Prevailing sailing conditions are part of his numbers?
You're right, because boats vary in strength and stability. Probably only the Southern Ocean racers are at the cutting edge of "seaworthy" and "fast", because they get rolled, dismasted and sometimes inverted, and yet only a couple of sailors (by definition among the world's best...most of us couldn't even do the qualifying races) have died or gone missing.
For the rest of us, prevailing conditions play a big role. Alex, up to 40 knots I would take your boat, but higher than that I would rather be in mine. Part of that is simply that a pilothouse is a better place to be when the spray is like nails hitting you in the face...another part is that your boat is engineered for speed and CAN be broken (remember your exploding boom?). If you have the right boat in the wrong conditions, all bets are off.

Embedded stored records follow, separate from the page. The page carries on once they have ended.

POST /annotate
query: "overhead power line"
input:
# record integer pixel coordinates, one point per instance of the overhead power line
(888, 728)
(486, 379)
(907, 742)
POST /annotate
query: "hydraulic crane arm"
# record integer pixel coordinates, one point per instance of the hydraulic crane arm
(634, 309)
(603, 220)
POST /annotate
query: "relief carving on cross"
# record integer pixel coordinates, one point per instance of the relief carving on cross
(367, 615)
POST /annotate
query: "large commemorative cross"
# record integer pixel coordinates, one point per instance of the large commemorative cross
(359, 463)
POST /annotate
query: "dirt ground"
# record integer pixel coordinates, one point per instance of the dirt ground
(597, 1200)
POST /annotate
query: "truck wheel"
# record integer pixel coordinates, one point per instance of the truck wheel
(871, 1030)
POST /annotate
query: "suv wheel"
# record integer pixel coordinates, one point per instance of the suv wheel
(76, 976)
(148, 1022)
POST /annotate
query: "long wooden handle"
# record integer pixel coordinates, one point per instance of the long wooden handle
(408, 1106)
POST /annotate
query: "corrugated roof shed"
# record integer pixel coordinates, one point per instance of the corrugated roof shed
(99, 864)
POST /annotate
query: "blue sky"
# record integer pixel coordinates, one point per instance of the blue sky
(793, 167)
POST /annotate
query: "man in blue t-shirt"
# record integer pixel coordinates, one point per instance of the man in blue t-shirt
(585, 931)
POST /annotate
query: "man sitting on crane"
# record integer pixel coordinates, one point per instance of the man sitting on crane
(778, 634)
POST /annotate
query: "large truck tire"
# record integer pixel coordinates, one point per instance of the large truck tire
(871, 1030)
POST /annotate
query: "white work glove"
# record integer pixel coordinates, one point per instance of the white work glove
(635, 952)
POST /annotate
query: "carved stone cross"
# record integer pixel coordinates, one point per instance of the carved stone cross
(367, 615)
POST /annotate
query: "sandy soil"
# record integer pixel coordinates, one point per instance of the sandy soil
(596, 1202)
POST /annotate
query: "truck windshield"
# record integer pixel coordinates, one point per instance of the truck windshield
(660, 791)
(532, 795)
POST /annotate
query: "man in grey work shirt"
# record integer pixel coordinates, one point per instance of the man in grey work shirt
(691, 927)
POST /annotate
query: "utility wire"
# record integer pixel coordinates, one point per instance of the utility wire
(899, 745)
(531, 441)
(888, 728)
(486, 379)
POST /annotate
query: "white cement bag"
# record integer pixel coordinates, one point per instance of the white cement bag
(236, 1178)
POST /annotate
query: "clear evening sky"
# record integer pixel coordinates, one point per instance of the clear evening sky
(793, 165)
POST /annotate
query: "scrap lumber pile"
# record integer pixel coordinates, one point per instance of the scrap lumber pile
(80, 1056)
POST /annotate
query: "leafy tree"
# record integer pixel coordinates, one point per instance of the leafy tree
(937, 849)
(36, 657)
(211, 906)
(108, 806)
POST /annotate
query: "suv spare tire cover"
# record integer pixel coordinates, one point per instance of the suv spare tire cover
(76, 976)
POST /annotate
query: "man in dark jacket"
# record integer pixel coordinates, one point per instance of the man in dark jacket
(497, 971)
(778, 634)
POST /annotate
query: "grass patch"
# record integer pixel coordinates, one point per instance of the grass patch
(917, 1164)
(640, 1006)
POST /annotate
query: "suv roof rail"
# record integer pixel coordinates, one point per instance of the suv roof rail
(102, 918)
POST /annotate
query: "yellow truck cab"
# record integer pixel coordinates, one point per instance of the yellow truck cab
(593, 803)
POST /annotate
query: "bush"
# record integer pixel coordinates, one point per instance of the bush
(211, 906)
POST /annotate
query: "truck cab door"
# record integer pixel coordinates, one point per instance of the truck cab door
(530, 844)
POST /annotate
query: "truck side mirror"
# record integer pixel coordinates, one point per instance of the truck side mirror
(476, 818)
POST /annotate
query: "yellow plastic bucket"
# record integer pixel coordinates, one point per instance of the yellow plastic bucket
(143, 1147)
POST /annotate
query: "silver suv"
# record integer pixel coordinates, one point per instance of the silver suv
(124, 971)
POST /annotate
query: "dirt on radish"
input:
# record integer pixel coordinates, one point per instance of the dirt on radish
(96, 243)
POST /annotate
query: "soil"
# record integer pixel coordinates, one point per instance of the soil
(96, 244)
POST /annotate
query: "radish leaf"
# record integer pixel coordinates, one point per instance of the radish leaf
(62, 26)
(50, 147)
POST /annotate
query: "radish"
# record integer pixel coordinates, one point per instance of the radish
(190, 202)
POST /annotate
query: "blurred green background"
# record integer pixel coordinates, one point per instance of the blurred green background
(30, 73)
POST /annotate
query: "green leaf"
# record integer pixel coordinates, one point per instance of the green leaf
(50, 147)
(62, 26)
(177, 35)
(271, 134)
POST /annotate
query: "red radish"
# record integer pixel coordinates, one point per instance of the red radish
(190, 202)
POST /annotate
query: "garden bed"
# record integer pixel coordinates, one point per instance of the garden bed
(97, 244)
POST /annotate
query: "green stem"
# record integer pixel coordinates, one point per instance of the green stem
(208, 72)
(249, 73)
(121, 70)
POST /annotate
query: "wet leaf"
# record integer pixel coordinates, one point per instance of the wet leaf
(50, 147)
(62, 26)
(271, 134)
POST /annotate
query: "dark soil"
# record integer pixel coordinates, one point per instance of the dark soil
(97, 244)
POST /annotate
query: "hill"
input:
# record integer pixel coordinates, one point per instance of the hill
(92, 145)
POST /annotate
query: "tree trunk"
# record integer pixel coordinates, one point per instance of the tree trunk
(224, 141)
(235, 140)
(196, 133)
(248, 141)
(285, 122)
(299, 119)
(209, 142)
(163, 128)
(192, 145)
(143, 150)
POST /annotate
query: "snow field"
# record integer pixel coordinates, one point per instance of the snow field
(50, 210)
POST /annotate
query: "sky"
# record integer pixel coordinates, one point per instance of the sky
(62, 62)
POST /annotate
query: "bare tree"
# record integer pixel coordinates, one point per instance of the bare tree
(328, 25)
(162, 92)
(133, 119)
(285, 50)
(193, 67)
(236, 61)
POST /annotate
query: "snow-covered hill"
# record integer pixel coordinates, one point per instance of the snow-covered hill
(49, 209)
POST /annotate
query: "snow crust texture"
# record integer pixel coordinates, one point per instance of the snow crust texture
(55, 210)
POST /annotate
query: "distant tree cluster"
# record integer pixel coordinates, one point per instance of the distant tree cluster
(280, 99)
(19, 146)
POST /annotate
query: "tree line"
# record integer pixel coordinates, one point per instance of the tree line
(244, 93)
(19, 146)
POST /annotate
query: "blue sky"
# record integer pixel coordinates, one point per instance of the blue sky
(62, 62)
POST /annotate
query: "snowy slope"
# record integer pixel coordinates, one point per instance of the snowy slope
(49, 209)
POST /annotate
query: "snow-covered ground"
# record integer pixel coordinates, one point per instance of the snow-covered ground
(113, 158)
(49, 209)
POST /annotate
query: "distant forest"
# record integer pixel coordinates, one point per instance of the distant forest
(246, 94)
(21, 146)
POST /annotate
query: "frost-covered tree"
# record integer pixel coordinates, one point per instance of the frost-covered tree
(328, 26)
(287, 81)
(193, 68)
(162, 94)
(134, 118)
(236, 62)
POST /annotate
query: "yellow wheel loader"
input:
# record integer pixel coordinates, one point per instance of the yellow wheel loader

If you have the right boat in harsh but survivable conditions, but only one guy knows how to sail the boat, after 36 hours, that guy will collapse from fatigue.
For anyone interested in the topic, I recommend strongly a book called "Rescue in the Pacific", about a 1994 "weather bomb" that hit a cruising rally between New Zealand and Fiji. Fatigue, and not seaworthiness, were the biggest problems: People who simply couldn't continue (or who were injured in capsizes) had to be rescued from boats that were seaworthy enough to eventually be found intact or run aground.